Edit the robots.txt
file
The robots.txt
file controls how web robots access and index your store’s pages.
For more information about robots.txt
and the Robots Exclusion
Protocol, visit www.robotstxt.org.
If you run multiple sites within a single instance of Commerce, each site has its own robots.txt
file.
See Configure
Sites to learn how to create multiple
sites.
To view your store’s current robots.txt
file:
- Enter the following URL into your browser:
https://[store url]/robots.txt
where [store url] is the base URL for your store.
- Commerce displays the contents of the current
robots.txt
file.
If you run multiple sites and keep language versions in directories, for example, example.com/de/, example.com/es/, you do not need to create a separate robot.txt file for each version. This is only the case for multiple sites over sub domains.
The Commerce
robots.txt
file below shows the updated
contents after these recommendations have been made:
User-agent: *
Disallow: /cart
Disallow: /en/cart
Disallow: /checkout
Disallow: /en/checkout
Disallow: /profile
Disallow: /en/profile
Disallow: /searchresults
Disallow: /en/searchresults
Disallow: /confirmation
Disallow: /en/confirmation
Disallow: /wishlist_settings
Disallow: /en/wishlist_settings
Disallow: /wishlist
Disallow: /en/wishlist
Sitemap: http://[store url]:8080/sitemap.xml
User-agent: * means that the exclusion rules should apply to all robots. You can replace the * (asterisk) with the name of a specific robot to exclude, for example, Googlebot, or Bingbot.
Each Disallow: /[page] entry indicates a page that robots should not visit. You should not remove any of the Disallow: entries from the default robots.txt
file, though you might want to include additional pages that you want robots to ignore. If you are testing your store and do not want any robots to crawl any pages, you might want your robots.txt file to look like this:
User-agent: * Disallow: /
If you plan to use your staging site as your production site when development and testing is complete, you will need to change the content in the robots.txt file to the custom settings presented above. If you tested on a separate staging domain, Commerce inputs a valid default robots.txt for you for your production storefront when you go live.
You cannot edit the robots.txt file in the administration UI. You must edit it with the Commerce Admin REST API. See Use the REST APIs for information about the REST APIs.
To update the robots.txt file
, issue a PUT request to /ccadmin/v1/merchant/robots
. The body of the request must include the entire contents of the file, in text/plain format.

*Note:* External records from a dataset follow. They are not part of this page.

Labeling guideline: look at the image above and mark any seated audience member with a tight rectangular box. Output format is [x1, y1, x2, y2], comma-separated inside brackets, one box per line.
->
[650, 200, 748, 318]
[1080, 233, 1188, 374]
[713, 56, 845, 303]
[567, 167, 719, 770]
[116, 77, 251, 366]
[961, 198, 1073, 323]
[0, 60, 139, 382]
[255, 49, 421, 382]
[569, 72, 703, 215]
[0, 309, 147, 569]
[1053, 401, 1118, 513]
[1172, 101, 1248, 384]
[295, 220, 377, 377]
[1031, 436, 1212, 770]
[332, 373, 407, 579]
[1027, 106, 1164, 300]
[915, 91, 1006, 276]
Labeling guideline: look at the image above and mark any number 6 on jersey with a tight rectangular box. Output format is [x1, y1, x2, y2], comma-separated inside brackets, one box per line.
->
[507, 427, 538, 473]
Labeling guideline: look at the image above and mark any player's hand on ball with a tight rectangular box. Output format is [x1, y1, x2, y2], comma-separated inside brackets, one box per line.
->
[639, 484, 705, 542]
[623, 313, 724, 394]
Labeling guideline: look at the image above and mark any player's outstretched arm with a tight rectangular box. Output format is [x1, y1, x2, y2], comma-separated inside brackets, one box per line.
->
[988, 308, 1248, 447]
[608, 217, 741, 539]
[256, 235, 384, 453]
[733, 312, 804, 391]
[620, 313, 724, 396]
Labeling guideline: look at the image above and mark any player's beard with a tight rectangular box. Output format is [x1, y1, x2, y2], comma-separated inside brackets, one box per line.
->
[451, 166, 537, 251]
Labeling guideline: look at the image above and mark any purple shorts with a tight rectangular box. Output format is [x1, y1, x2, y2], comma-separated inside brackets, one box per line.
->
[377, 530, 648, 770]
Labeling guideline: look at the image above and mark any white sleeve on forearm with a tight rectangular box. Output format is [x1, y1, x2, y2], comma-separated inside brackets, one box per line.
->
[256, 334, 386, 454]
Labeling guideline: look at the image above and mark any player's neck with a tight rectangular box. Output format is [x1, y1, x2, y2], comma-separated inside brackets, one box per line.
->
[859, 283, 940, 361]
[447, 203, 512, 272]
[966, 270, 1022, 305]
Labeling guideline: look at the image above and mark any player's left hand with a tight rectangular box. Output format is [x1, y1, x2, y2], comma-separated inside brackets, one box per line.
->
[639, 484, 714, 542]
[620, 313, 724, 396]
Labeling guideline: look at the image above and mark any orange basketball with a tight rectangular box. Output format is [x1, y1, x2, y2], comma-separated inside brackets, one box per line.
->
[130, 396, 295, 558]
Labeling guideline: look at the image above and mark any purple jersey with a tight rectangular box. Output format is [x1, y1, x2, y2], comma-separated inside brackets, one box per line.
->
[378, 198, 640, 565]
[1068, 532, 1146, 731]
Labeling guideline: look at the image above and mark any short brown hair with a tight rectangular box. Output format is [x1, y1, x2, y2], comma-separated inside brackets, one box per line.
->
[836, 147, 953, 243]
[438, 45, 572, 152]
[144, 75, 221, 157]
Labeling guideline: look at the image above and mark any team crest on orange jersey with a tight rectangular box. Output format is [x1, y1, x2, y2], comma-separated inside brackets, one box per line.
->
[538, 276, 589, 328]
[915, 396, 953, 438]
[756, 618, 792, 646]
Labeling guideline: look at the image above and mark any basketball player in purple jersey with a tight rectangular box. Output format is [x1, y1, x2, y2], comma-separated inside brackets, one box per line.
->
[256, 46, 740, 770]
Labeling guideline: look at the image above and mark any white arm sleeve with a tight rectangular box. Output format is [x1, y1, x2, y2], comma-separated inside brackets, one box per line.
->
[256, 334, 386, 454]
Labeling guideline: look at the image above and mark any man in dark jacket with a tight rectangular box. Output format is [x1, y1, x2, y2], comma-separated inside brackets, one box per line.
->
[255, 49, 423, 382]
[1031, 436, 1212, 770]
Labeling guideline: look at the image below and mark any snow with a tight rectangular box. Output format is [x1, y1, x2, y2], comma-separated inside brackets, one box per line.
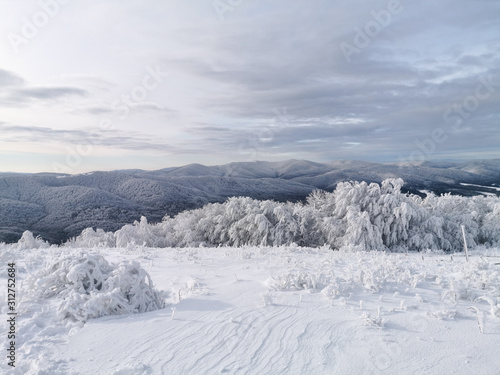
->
[460, 182, 500, 191]
[0, 245, 500, 375]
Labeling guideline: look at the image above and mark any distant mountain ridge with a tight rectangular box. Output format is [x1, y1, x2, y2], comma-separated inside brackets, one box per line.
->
[0, 159, 500, 243]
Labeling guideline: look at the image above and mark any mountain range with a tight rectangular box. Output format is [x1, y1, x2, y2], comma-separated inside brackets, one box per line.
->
[0, 159, 500, 243]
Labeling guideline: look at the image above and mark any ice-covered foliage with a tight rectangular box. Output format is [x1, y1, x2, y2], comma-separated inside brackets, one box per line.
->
[17, 231, 50, 250]
[27, 253, 166, 322]
[67, 179, 500, 251]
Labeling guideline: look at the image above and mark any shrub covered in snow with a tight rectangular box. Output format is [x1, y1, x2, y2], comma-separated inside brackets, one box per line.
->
[28, 253, 166, 322]
[63, 179, 500, 251]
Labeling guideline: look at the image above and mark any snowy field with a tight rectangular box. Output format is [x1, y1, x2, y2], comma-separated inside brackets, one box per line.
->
[0, 244, 500, 375]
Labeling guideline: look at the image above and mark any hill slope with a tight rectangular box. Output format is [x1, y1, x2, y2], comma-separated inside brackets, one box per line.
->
[0, 159, 500, 243]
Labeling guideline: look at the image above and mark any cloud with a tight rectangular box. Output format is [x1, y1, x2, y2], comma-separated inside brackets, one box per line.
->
[10, 87, 89, 102]
[0, 69, 24, 87]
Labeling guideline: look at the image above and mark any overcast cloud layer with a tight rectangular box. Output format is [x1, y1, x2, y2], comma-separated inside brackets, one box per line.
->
[0, 0, 500, 173]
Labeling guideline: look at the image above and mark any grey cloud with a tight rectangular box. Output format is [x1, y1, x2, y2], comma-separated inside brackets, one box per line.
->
[0, 123, 177, 151]
[11, 87, 89, 101]
[0, 69, 24, 87]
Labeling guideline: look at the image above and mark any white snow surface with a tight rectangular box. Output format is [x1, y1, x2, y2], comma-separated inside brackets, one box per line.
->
[0, 244, 500, 375]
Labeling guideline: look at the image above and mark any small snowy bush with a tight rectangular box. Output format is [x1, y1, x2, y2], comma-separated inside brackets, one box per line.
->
[28, 253, 166, 322]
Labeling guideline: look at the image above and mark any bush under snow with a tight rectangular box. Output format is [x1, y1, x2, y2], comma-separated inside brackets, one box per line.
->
[28, 253, 166, 322]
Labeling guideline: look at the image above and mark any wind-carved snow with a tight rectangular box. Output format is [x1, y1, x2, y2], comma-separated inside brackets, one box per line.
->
[0, 245, 500, 375]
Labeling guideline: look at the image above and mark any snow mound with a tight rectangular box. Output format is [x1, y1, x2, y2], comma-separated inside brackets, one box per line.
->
[27, 252, 166, 322]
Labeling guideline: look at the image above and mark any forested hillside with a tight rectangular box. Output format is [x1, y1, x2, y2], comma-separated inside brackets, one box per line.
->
[0, 160, 500, 243]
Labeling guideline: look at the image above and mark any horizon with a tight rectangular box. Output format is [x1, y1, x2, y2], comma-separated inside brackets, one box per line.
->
[0, 0, 500, 174]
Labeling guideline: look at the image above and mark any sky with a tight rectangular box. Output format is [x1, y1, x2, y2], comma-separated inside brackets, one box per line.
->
[0, 0, 500, 173]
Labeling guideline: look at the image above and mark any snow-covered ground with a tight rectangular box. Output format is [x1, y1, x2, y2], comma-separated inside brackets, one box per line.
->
[0, 245, 500, 375]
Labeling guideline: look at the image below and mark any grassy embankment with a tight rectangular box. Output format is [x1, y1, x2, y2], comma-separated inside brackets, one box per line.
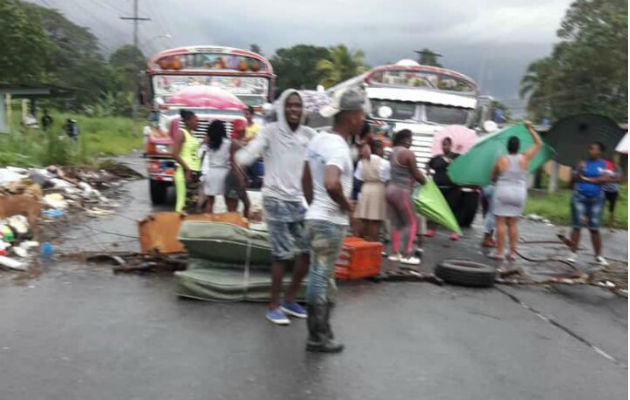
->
[0, 110, 143, 167]
[525, 183, 628, 229]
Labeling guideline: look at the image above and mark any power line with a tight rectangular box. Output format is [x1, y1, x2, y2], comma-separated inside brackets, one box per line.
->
[120, 0, 151, 48]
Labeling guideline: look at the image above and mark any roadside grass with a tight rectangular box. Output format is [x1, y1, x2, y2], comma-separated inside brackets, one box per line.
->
[525, 183, 628, 229]
[0, 110, 143, 167]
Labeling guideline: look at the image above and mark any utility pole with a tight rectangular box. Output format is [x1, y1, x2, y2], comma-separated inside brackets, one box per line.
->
[120, 0, 151, 134]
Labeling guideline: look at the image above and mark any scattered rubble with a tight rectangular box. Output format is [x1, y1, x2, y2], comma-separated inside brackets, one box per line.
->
[0, 162, 140, 271]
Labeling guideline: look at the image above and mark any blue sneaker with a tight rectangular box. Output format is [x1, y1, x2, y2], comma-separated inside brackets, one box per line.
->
[267, 308, 291, 325]
[280, 303, 307, 318]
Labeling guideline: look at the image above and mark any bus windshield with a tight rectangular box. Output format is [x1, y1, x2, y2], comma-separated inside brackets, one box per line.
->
[153, 75, 269, 106]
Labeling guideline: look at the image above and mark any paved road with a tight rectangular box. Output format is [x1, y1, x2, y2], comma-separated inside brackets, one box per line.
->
[0, 154, 628, 400]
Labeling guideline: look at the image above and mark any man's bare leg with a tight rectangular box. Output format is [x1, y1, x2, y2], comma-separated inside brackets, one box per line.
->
[571, 228, 580, 253]
[591, 230, 602, 257]
[269, 261, 286, 310]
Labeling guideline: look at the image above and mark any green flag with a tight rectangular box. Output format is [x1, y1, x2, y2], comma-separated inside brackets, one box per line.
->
[447, 123, 555, 186]
[413, 178, 462, 234]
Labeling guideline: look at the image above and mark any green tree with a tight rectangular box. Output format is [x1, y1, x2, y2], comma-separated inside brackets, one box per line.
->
[416, 47, 442, 68]
[316, 44, 368, 87]
[270, 44, 330, 91]
[109, 44, 147, 92]
[0, 0, 50, 84]
[529, 0, 628, 121]
[19, 2, 112, 110]
[519, 57, 553, 121]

When you update the robots.txt
file, it will not be overwritten until the next PUT request is sent to /ccadmin/v1/merchant/robots
.
If you run multiple sites within a single instance of Commerce, you must specify the site whose
robots.txt
file you are
updating in the x-ccsite header in the PUT request. If you do
not specify a site, the request updates the default site’s
robots.txt
file.
The following example shows a PUT request that adds your error page to the list of pages for robots to ignore.
PUT /ccadmin/v1/merchant/robots HTTP/1.1
Content-Type: text/plain
Authorization: Bearer <access_token>
{
User-agent: *
Disallow: /cart
Disallow: /checkout
Disallow: /profile
Disallow: /searchresults
Disallow: /confirmation
Disallow: /wishlist_settings
Disallow: /wishlist
Disallow: /error
Sitemap: http://{occs-host}/sitemap.xml}
Note: The XML sitemap is an index of page URLs on your store that is available for crawling by search engines. It helps search engines to crawl your site more intelligently. Only pages, products, and collections that can be seen by anonymous shoppers (that is, visitors to your store who are not logged in) are included in the generated sitemaps. Each sitemap.xml includes a <lastmod>
tag that provides the date and time the item was last published. See Understand XML sitemaps for more information.
Upload a custom robots.txt
file
The updateRobotsFile
endpoint allows you to
upload a custom robots.txt
file. However in previous versions of Commerce, when publishing or on startup, the RobotsManager
automatically replaced this custom
robots.txt
with an
auto-generated one. In this case it was advisable to
contact support who were required to manually
disable automatic robots.txt
generation.
From the current version of Commerce, the updateRobotsFile
endpoint automatically disables the automatic
robots.txt
file generation. Additionally, the new endpoint
/ccadmin/v1/merchant/seoConfig
allows you to query, or update, the status
of automatic robots.txt
file generation.
Understand internal search results pages
Internal search refers to the search option on your own website when internal search results pages are generated. To prevent creating low-quality pages, internal search results are excluded from crawling in the robots.txt
file and are not found in Search Engine Results Pages (SERPs).
- the discovery of new keywords that customers use when searching for your products.
- hints of navigational issues - users may be looking for existing categories that are difficult to find in your main navigation.